Tools to Mine ‘Open Graph’-like Tags From ‘HTML’ Content
Many services such as ‘Facebook’ and ‘Twitter’ rely on ‘Open Graph’-like tags (http://ogp.me/) to build a formalized knowledge graph from ‘HTML’ content metadata. Tools are providfed to extract and analyze this data.
The following functions are implemented:
read_properties
: Read Open Graph tags from an HTML documentis_valid_property
: Is an property valid?
devtools::install_github("hrbrmstr/opengraph")
library(opengraph)
library(jsonlite)
library(hrbrthemes)
library(tidyverse)
# current verison
packageVersion("opengraph")
## [1] '0.1.0'
rt <- rprojroot::find_package_root_file()

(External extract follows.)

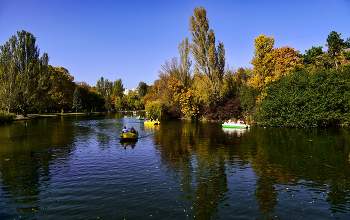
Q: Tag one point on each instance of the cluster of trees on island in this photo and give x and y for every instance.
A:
(284, 87)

if (!file.exists(file.path(rt, "ex", "tags.rds"))) {
# Hacker News current top 500 ~1700 EST 2017-12-24
x <- jsonlite::fromJSON("https://hacker-news.firebaseio.com/v0/topstories.json")

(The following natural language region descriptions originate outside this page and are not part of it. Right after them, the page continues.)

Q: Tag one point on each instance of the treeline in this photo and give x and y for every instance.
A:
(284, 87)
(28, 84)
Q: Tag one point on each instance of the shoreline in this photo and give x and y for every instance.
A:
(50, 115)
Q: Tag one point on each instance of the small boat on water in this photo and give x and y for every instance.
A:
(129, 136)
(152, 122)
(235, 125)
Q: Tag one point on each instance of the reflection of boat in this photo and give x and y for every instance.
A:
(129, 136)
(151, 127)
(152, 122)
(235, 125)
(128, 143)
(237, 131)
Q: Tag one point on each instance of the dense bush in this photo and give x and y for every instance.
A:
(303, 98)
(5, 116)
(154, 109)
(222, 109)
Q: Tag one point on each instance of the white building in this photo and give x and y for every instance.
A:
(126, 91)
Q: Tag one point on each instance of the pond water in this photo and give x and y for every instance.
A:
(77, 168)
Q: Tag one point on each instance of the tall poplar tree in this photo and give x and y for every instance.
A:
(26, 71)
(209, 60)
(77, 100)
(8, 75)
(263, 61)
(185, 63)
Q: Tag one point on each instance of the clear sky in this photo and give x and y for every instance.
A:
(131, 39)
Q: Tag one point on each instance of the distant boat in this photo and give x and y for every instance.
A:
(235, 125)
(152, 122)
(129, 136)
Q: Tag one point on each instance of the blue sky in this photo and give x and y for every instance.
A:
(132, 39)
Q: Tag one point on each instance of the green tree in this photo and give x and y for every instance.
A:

# Get the metadat for each one
pb <- progress_estimated(length(x))
sprintf("https://hacker-news.firebaseio.com/v0/item/%s.json", x) %>%
map(~{
pb$tick()$print()
jsonlite::fromJSON(.x)
}) -> stories
# Deal with any HTTP or parsing errors
s_read_props <- purrr::safely(opengraph::read_properties)
# Go to each site & pull the metadata from it
map(stories, "url") %>%
flatten_chr() %>%
map_df(~{
cat(".")
res <- s_read_props(.x)
if (is.null(res$result)) return(data_frame(orig_url = .x))

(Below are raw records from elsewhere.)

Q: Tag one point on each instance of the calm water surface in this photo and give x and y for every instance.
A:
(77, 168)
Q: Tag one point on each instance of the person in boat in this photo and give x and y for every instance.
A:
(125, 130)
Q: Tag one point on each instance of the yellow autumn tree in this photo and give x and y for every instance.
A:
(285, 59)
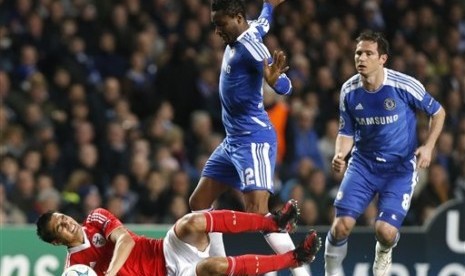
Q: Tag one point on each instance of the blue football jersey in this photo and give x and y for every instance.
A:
(241, 80)
(383, 122)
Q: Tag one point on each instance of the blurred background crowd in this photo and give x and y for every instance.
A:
(114, 103)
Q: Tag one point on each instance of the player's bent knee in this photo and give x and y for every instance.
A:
(342, 228)
(385, 233)
(212, 266)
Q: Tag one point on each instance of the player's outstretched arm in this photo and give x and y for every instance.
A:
(124, 244)
(274, 74)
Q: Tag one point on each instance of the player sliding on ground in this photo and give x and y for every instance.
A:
(104, 244)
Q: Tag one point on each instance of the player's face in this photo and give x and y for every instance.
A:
(367, 59)
(226, 26)
(65, 228)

mutate(res$result, orig_url = .x)
}) -> tags
# Don't waste bandwidth
write_rds(tags, file.path(rt, "ex", "tags.rds"))
} else {
tags <- read_rds(file.path(rt, "ex", "tags.rds"))
}
# Which ones are valid?
tags <- mutate(tags, is_valid = is_valid_property(property))
filter(tags, is_valid) %>%
count(is_valid, orig_url) -> valid_sites
nsites <- length(unique(valid_sites$orig_url))
ggplot() +
ggalt::geom_bkde(data=valid_sites, aes(n, y=..count..), color="#3f007d", fill="#3f007d", size=0.5, alpha=3/5, bandwidth=1) +
geom_rug(data=valid_sites, aes(n), color="#3f007d", size=0.25) +
scale_x_comma(limits=c(0, NA),
breaks=sort(c(1, seq(0, 90, 10))),
labels=c("\n0", 1, seq(0, 90, 10)[-1])) +
scale_y_continuous(expand=c(0,1)) +
labs(x="# OpenGraph tags on a site",
y="# Sites",
title="Distribution of the number of Open Graph-ish tags per-site\nfrom 1st 500 Hacker News Article URLs",
subtitle=sprintf("%s of 500 sites (%s) had Open Graph-ish tags", nsites, scales::percent(nsites/500)),
caption="(Firebase pull & crawl start timestamp: 2017-12-24 ~1700EST)") +
theme_ipsum_ps(grid="XY")
filter(tags, is_valid) %>%
count(property, sort=TRUE) %>%
head(20) %>%
knitr::kable()
property | n |
---|---|
og:title | 348 |
og:image | 341 |
og:description | 335 |
og:url | 331 |
og:type | 320 |
fb:pages | 302 |
og:site_name | 288 |
article:tag | 249 |
fb:app_id | 166 |
article:published_time | 114 |
article:author | 84 |
og:locale | 83 |
og:image:width | 78 |
og:image:height | 77 |
og:see_also | 70 |
article:modified_time | 66 |
article:section | 65 |
fb:admins | 62 |
og:updated_time | 30 |
twitter:image | 27 |